I mentioned Quicksilver back in September. One of the unusual things about it is its attention to cosmetic detail. This even extends to its name. Even in the Finder, the name appears in small caps, with the version number in subscripts. How do they do that? How can the name of a file include styling information like that?
It can’t. It’s another Unicode trick. The filename isn’t “QuicksilverB36”, it’s “Quıcĸsılⅴεʀᵦ₃₆”. (The cosmetics of this will depend on your browser’s support for some very unusual characters.) Some of these are the letters you think they are, others are not.
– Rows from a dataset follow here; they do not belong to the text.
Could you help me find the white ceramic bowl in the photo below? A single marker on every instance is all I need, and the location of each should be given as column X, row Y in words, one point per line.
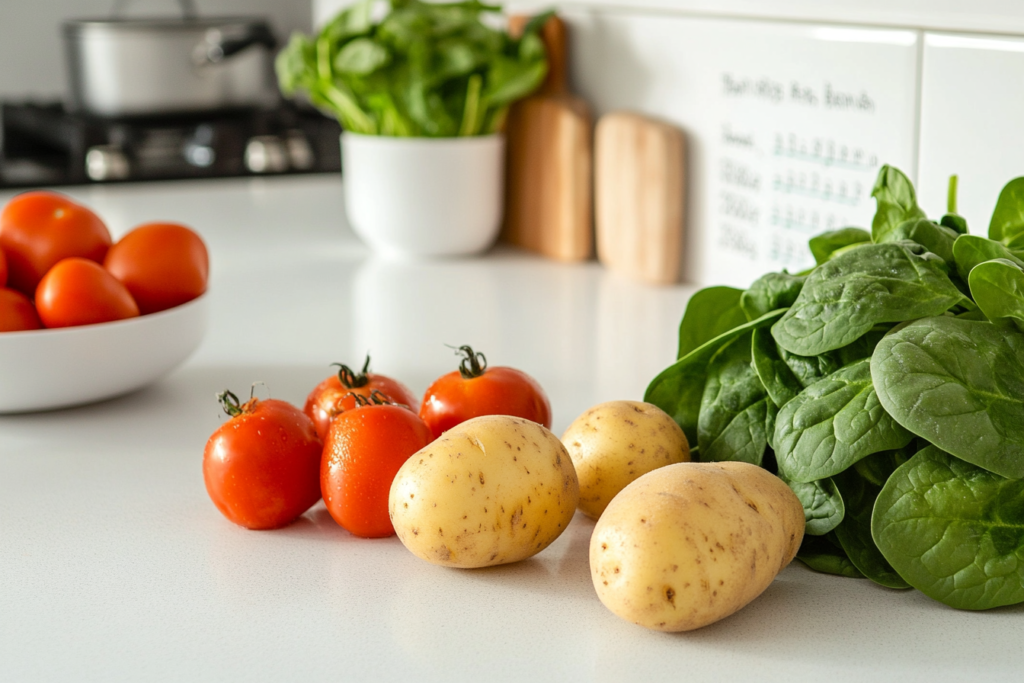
column 424, row 197
column 48, row 369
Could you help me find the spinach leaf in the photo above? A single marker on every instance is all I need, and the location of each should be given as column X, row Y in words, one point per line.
column 823, row 507
column 826, row 244
column 854, row 534
column 833, row 424
column 770, row 292
column 846, row 297
column 770, row 365
column 734, row 408
column 936, row 239
column 952, row 530
column 1007, row 224
column 710, row 312
column 878, row 467
column 970, row 250
column 822, row 553
column 896, row 203
column 679, row 388
column 960, row 384
column 423, row 69
column 997, row 287
column 954, row 222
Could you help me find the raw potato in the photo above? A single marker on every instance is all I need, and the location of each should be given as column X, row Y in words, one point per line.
column 492, row 491
column 689, row 544
column 613, row 443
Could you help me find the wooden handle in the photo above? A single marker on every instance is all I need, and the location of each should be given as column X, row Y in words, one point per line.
column 555, row 37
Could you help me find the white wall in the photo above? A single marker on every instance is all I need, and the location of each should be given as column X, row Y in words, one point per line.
column 32, row 62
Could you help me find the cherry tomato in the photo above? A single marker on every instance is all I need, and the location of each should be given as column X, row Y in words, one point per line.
column 39, row 228
column 261, row 467
column 361, row 456
column 475, row 389
column 337, row 394
column 162, row 264
column 16, row 311
column 77, row 291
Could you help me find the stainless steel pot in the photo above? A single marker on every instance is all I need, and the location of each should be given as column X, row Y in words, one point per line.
column 125, row 67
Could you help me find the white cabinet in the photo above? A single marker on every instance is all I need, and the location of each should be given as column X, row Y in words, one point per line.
column 972, row 122
column 786, row 124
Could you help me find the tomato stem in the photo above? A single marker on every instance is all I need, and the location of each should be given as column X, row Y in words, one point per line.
column 349, row 378
column 473, row 364
column 229, row 402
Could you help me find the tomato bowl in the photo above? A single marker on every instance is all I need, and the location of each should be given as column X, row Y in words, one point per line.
column 49, row 369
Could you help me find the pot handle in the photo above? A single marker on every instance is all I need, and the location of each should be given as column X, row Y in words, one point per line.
column 218, row 47
column 188, row 10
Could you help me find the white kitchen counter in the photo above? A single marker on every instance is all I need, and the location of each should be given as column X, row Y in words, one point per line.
column 115, row 565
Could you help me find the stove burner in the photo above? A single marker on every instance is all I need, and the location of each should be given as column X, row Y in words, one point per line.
column 44, row 144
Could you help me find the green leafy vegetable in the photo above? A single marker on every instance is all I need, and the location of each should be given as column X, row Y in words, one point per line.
column 824, row 554
column 889, row 395
column 733, row 409
column 773, row 291
column 826, row 244
column 847, row 296
column 679, row 389
column 960, row 384
column 896, row 203
column 1007, row 224
column 952, row 530
column 997, row 287
column 424, row 69
column 970, row 250
column 823, row 507
column 710, row 312
column 854, row 534
column 833, row 424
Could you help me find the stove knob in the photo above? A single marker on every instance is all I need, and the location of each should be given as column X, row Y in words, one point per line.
column 266, row 154
column 300, row 153
column 105, row 162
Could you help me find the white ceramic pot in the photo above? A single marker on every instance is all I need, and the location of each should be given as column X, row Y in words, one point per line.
column 424, row 197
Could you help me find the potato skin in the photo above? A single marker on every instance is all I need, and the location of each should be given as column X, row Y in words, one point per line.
column 491, row 491
column 687, row 545
column 613, row 443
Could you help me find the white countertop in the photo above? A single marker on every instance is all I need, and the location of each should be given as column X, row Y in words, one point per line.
column 115, row 565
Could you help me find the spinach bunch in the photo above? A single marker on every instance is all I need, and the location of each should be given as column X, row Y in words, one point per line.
column 886, row 387
column 423, row 70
They are actually:
0051 LATIN CAPITAL LETTER Q
0075 LATIN SMALL LETTER U
0131 LATIN SMALL LETTER DOTLESS I
0063 LATIN SMALL LETTER C
0138 LATIN SMALL LETTER KRA
0073 LATIN SMALL LETTER S
0131 LATIN SMALL LETTER DOTLESS I
006C LATIN SMALL LETTER L
2174 SMALL ROMAN NUMERAL FIVE
03B5 GREEK SMALL LETTER EPSILON
0280 LATIN LETTER SMALL CAPITAL R
1D66 GREEK SUBSCRIPT SMALL LETTER BETA
2083 SUBSCRIPT THREE
2086 SUBSCRIPT SIX
(I looked these up in UnicodeData.txt from the Unicode consortium.)
Why do some of these exist as subscript variants when their neighbors do not? Because they are parts of other “alphabets”. For example, 0280, Latin Letter Small Capital R, does not follow a small Q, it is part of the International Phonetic Alphabet. And the K is actually a Kra, which is Greenlandic!
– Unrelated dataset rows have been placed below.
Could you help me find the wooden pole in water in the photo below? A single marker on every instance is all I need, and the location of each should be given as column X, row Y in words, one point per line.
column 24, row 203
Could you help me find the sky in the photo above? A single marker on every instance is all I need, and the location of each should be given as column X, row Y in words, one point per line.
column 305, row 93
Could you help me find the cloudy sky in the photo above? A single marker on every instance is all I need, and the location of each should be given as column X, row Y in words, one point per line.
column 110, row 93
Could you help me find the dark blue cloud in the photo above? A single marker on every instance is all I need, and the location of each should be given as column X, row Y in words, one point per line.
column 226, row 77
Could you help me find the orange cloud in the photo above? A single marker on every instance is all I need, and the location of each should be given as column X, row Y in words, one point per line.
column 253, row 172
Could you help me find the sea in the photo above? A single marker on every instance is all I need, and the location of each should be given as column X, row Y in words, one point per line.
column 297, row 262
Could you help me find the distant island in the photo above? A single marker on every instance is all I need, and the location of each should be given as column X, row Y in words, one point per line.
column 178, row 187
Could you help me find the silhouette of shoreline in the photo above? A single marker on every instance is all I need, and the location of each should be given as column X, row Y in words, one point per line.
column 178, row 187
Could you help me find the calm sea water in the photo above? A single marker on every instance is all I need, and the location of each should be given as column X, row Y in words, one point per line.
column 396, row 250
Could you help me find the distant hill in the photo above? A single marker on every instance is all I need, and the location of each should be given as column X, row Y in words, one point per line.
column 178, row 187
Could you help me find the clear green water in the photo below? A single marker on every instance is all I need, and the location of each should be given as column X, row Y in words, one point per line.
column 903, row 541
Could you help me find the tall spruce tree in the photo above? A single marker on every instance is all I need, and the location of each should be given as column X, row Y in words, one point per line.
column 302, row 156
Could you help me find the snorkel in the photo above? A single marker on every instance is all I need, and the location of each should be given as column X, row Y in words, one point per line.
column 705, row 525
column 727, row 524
Quicksilver has cherry-picked characters that look right, and by using Unicode, have managed to sneak their styling into “plain text” that can be used as a filename.
Comments
That isn't the filename at all; the filename is straight ASCII "Quicksilver.app". The fancy version comes from somewhere inside the package; I found it once, I thought in a plist file, but can't seem to find it now.
This leads to one bizarrity; if you have a version of Quicksilver in your Applications folder and you drag in another one, you get a Finder dialogue which claims that there's already a file with the name "QuicksilverB41" (appropriately styled & numbered, of course), when there really isn't.